Our journey begins and ends in the land of Lugera. Yes, that’s the brand and the identity. Now it seems it’s also a place. And like anyplace you visit, you might not like what you see and you might want to leave. But at least you’ll know where you are.
“This is in a nutshell the Lugera team in Romania,” the website homepage states. “A bunch of dedicated, happy people ready to face in a natural, positive and friendly fashion all your challenges… a bunch of people at the service of people, unconditionally!”
Ok, so far, it almost sounds somewhat typical. But look at the site and keep reading the text.
“We started with hope in our souls and a smile on our faces when many others were there, way ahead of us. We managed to make our voice heard out loud and the warmth of our hearts touched each and every recruitment we accomplished… why? …because we are caring people, driven by the power of “WE CAN DO IT!”
“And you know what? We continue this way! And Lugera Republic is whatever republic should be: smiles on every face, glamour on every ‘street’, laughter and success in every ‘building’.”

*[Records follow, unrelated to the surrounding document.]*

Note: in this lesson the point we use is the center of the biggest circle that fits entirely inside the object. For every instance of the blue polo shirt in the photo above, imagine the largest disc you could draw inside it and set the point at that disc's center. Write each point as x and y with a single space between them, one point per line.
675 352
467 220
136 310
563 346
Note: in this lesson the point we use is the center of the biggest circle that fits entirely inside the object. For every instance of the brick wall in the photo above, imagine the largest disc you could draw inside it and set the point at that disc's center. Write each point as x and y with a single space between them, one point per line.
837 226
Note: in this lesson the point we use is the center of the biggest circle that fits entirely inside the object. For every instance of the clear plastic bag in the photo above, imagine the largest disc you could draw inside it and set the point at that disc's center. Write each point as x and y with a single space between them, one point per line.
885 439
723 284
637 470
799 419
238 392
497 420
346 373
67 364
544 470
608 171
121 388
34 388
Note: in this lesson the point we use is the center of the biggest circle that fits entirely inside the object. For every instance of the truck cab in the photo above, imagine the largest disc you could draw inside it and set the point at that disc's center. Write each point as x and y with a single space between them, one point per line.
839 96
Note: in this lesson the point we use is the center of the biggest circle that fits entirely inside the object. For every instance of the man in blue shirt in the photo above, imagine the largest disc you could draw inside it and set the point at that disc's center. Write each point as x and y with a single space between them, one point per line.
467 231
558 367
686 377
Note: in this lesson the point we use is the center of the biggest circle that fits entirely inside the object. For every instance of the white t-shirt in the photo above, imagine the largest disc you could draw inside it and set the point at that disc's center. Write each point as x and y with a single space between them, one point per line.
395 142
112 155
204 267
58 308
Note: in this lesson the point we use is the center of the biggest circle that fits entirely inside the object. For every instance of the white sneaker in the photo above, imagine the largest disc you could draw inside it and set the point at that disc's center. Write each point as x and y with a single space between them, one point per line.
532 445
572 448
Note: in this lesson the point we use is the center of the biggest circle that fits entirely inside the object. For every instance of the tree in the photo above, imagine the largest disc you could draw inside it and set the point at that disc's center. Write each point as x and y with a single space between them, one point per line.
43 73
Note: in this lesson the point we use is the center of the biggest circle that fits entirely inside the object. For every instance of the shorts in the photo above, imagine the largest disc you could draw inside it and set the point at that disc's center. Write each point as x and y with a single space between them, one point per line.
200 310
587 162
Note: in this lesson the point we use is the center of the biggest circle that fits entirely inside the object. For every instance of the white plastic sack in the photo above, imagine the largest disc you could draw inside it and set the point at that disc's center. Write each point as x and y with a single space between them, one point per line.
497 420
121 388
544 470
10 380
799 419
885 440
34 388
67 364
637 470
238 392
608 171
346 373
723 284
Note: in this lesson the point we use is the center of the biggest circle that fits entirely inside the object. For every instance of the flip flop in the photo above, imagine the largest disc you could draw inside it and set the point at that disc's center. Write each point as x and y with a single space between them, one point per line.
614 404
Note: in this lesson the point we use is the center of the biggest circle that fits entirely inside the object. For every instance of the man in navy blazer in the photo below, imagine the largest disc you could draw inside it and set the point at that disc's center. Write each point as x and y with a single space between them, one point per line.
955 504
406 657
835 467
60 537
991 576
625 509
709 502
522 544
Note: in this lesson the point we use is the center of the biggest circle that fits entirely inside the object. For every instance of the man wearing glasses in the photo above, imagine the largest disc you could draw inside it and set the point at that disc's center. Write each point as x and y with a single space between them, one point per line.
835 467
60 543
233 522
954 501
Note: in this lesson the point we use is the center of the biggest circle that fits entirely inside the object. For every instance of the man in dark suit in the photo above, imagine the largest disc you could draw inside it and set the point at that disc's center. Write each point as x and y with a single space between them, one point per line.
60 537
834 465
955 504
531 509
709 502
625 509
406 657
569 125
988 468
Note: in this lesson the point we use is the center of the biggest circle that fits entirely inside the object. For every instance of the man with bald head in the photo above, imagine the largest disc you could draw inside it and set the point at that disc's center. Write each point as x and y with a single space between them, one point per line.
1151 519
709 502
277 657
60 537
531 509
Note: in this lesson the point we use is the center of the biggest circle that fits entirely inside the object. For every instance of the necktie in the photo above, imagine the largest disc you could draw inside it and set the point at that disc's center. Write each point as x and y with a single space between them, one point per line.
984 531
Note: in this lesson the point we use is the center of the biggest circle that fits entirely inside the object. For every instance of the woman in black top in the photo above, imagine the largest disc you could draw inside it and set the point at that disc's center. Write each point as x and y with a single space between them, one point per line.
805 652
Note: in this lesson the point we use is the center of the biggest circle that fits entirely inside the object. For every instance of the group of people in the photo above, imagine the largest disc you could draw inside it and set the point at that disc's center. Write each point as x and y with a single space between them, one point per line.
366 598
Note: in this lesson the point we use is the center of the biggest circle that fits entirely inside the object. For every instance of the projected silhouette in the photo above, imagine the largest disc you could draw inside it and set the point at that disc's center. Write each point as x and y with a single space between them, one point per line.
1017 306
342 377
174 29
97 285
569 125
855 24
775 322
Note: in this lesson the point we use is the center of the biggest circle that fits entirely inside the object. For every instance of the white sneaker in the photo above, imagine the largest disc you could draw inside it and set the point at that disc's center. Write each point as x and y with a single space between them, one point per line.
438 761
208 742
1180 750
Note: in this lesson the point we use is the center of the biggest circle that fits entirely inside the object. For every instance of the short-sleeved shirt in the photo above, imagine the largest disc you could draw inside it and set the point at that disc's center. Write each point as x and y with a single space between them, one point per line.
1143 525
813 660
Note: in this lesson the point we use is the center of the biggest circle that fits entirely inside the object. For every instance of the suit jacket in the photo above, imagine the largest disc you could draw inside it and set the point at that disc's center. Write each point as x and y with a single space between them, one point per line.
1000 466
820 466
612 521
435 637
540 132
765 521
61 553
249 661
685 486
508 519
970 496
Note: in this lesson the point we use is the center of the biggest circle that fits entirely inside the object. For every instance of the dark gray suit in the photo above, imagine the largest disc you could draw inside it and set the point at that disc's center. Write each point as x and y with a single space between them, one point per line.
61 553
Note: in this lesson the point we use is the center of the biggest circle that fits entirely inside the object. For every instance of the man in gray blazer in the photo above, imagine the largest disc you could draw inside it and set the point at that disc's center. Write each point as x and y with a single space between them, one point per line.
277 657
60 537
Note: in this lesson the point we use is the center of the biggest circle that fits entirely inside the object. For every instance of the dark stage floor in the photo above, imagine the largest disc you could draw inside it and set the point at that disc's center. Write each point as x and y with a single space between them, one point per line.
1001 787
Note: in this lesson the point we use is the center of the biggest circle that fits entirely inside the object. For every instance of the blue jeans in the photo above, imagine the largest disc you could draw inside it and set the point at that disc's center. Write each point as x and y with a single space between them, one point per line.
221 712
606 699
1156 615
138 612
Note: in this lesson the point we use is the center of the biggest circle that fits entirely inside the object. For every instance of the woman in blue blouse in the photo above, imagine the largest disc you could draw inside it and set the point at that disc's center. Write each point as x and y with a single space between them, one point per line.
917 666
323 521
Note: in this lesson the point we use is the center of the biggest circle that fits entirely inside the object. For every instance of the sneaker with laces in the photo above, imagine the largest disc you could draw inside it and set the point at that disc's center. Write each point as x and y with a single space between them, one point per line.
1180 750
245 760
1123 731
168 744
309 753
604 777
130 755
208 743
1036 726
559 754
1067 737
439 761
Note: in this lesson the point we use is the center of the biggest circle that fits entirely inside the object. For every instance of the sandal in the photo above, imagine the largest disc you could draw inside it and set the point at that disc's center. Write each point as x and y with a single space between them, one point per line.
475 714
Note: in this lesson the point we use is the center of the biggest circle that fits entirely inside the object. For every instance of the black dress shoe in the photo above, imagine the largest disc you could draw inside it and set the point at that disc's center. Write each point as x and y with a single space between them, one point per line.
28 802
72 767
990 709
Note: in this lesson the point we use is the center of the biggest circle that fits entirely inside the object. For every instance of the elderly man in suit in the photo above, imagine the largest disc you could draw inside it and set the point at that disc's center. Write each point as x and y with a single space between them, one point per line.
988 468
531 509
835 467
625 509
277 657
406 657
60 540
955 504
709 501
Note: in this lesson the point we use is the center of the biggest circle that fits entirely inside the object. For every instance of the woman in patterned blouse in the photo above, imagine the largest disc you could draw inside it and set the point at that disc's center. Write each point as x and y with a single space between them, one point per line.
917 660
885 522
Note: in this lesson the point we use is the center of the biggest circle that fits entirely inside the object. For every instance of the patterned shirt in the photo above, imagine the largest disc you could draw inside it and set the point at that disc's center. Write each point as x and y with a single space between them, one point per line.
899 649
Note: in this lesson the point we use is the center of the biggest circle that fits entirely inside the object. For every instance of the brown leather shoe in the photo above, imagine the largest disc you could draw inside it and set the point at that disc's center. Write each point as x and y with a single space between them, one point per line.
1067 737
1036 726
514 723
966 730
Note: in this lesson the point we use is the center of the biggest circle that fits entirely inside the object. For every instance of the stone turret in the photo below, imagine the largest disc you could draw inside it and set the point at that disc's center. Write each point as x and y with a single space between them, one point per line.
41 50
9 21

You get the idea. It’s not a company you’ve entered, but a make-believe land with a set of principles and a mission and a coat of arms and wild colors.
So why in the world would a company risk sounding so different, so odd, when it was doing well enough being conservative and “normal”? Here’s a company founded in Slovakia in 1996, which has expanded to eight countries and is now the biggest HR firm in Romania. With 40 million euros in annual turnover, the company provides staffing, payroll, HR consulting and travel services, as well as acting as a financial broker. Why not stay safely with a public face everyone expects?
“Our company ID was very serious,” said Savuica, the top executive in Romania and part owner of Lugera, though the title she prefers is Chief Happiness Officer. “We grew very quickly because we are different than others.” And when the financial crisis hit in 2009, “we wanted to communicate that.”
So Savuica pulled together a work group that met every week, all sorts of people from lots of departments. They thought hard about what the company stood for and how to present that portrait to others. The brainstorming paid off. In fact, it was an entry-level person working in sales that thought up the new name: Lugera, The People Republic.
That gave them a foundation. Now the rest had to be built. And by now, they knew what they wanted. So the company went the typical route and called in the top branding agencies in Romania. Savuica explained the new concept and warned the agencies not to confuse Lugera with a typical multinational. “We’re not like any other company,” they were told. “They are sooooo serious. What they will not accept, we will accept.”
Eight agencies took the challenge and returned with three ideas each. None of them worked. Determined to press forward, Savuica told them to keep trying. This time, five of them came back. Again, each had ideas. Again, nothing was right.
So the company took over. Asking themselves “Who are we?” “How are we?” and “Who are our candidates?” they set out to do it in-house. They asked what would a new country need to have? How would it look? What would it say? How do they marry the principles with presentation? They concluded if it’s a country, employees needed passports not visitor’s cards. A coat of arms was designed to provide a clear symbol. They chose a lion for its strength yet placed a flower in its ear to show it was sensitive. Then they selected fuchsia as the color, because it was both daring and unique. And after nearly two years, the whole thing was launched with Savuica suddenly appointed as a High Councilor with the Supreme Court of The Ultimate Intelligence In Love, Sales & Beauty, fan of Raw.”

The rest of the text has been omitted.